Mercury (II) off-on luminescence chemosensing based on the incorporation of Rhodamine 6G spirocyclic phenylthiosemicarbazide derivative in Au nanoparticles

A. MUÑOZ DE LA PEÑA; M.J. CULZONI; M.C.ONAINDIA; R.BRASCA; H.C. GOICOECHEA

Congreso; XXV National Spectroscopy Meeting (XV RNE) and IX Iberian Spectroscopy Conference (IX CIE); 2016

On the basis of the maximum level (2 ng mL-1) of mercury in drinking water permitted by the United States Environmental Protection Agency (EPA), an ideal probe should display a very low detection limit and a high selectivity towards Hg2+ in the presence of other metals [1]. Considerable attention has been recently focused on the design of luminescence chemodosimeters for mercuric ion due to the highly sensitive, quick, and nondestructive advantages of luminescence methods.

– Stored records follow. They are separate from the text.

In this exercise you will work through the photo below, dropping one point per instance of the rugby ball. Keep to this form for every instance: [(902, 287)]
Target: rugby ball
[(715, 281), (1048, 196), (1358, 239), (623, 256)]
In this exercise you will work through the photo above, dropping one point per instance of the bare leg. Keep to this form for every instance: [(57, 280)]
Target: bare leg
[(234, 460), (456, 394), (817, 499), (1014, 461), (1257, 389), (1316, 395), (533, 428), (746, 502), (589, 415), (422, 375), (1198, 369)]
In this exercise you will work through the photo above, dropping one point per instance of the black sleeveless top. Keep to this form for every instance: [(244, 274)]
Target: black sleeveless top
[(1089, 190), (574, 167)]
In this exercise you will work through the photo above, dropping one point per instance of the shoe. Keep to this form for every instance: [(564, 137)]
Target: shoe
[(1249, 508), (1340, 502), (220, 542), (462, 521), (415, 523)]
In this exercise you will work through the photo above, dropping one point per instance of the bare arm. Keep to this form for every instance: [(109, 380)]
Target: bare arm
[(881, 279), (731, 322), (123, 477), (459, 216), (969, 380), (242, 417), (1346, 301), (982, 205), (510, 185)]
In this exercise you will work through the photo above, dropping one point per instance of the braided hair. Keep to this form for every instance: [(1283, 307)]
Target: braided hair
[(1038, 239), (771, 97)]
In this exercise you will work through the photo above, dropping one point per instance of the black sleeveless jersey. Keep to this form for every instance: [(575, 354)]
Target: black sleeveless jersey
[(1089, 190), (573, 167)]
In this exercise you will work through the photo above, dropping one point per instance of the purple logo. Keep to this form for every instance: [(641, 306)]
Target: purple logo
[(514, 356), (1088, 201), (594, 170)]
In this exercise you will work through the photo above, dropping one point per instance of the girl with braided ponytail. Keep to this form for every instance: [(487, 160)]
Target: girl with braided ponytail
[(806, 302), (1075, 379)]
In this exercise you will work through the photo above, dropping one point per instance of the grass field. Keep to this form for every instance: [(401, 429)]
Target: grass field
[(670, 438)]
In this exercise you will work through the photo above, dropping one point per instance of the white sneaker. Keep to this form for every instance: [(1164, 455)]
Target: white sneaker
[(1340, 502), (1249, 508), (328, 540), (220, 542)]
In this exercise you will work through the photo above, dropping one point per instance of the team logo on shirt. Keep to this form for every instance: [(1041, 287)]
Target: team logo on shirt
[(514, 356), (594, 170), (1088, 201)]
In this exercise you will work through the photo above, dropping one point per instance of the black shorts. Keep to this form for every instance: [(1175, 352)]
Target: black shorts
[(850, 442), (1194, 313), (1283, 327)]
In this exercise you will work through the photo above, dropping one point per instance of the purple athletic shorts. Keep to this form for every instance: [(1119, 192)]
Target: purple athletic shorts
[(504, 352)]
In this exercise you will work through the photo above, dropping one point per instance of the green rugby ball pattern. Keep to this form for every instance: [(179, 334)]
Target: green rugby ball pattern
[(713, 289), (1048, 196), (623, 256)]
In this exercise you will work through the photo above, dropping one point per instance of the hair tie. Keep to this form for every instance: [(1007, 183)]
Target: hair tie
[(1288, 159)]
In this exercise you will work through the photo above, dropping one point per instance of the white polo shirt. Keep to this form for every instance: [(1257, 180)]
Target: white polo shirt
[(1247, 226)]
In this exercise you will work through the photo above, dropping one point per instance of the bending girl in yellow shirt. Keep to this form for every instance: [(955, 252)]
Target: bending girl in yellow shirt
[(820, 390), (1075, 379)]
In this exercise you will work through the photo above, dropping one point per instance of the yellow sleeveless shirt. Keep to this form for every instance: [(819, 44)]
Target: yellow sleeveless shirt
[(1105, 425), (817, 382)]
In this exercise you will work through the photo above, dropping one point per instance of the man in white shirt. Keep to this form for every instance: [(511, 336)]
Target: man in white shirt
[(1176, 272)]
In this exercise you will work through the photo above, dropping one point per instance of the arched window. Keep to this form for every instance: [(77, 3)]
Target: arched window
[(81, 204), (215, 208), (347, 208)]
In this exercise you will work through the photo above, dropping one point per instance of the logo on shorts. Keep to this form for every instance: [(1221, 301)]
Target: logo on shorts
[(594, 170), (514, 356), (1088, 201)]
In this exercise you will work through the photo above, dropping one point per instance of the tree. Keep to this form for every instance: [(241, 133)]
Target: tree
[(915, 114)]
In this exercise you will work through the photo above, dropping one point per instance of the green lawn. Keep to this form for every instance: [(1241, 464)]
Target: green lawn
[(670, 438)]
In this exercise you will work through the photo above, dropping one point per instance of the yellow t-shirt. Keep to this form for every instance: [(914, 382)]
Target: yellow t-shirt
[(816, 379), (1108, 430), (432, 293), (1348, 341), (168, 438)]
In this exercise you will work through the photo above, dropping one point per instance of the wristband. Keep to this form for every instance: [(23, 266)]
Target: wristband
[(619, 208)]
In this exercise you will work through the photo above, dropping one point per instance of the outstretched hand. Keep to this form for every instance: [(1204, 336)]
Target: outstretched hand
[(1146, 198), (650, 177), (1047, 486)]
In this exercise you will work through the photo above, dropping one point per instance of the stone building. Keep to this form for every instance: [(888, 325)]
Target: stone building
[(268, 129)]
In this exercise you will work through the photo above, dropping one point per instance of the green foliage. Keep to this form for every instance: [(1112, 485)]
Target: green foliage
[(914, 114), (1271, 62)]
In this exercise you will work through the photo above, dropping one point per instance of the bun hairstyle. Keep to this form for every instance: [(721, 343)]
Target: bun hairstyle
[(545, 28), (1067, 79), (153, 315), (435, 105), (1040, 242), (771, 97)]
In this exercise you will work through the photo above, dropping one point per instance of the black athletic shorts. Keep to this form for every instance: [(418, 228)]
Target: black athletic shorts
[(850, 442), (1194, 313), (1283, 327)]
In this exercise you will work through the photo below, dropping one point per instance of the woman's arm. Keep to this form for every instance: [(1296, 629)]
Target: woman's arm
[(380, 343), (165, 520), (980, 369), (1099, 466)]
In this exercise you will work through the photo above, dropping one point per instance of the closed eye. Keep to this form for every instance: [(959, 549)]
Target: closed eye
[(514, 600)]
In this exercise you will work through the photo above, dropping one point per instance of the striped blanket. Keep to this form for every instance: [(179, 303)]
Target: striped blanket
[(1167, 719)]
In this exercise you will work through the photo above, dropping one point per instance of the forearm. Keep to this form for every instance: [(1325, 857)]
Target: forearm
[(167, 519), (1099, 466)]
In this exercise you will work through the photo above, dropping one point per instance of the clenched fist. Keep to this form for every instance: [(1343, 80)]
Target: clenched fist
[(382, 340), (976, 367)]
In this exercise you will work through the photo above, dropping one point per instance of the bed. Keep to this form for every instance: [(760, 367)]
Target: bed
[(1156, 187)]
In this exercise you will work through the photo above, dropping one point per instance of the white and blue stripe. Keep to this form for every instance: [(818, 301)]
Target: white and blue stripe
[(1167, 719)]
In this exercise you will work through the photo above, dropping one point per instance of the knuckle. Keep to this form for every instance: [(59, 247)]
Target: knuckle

The chemodosimeter strategy is based on the use of a selective reaction that is induced by the target species and gives rise to an observable luminescence signal (preferably off-on). Rhodamine and BODIPY derivatives are two families of small molecular probes reported for selective Hg2+ detection [2]. Rhodamine 6G spirocyclic phenylthiosemicarbazide derivative (FC1) has been previously proposed for Hg2+ determination in diverse matrices, as water and fish samples [3,4], and the procedure improved by immobilization of the reagent in nylon membranes [5], hydrophilic water-insoluble poly(2-hydroxyethylmethacrylate-co-methylmethacrylate) [6] and electrospinning generated microfibre nonwoven mats [7].The purpose of this work is to enhance the sensitivity of the reaction of FC1 towards Hg2+ by coupling the probe to Au nanoparticles, maintaining its high selectivity.Au nanoparticles were synthesized by reduction of AuCl3 with sodium citrate and characterized by DLS (Dynamic Light Scattering). In the presence of the Au nanoparticles FC1 exhibits lower fluorescence than in its absence due to an intense resonance energy transfer (RET) effect. This fact improves the sensitivity of the reaction towards Hg2+, allowing its determination at concentrations below 2 ng mL-1.The chemodosimeter has been applied to the determination of traces of Hg2+ in different aqueous samples. The proposed method allows the determination of Hg2+ in a variety of aqueous samples, in a fast, economical and simple way. The emission of fluorescence was measured at 555 nm, by exciting at 528nm, in the interval between 0.5 and 10 ng mL-1, with a detection limit of 0.15 ng mL-1, being 5 times more sensitive than the original method in absence of the Au nanoparticles [3].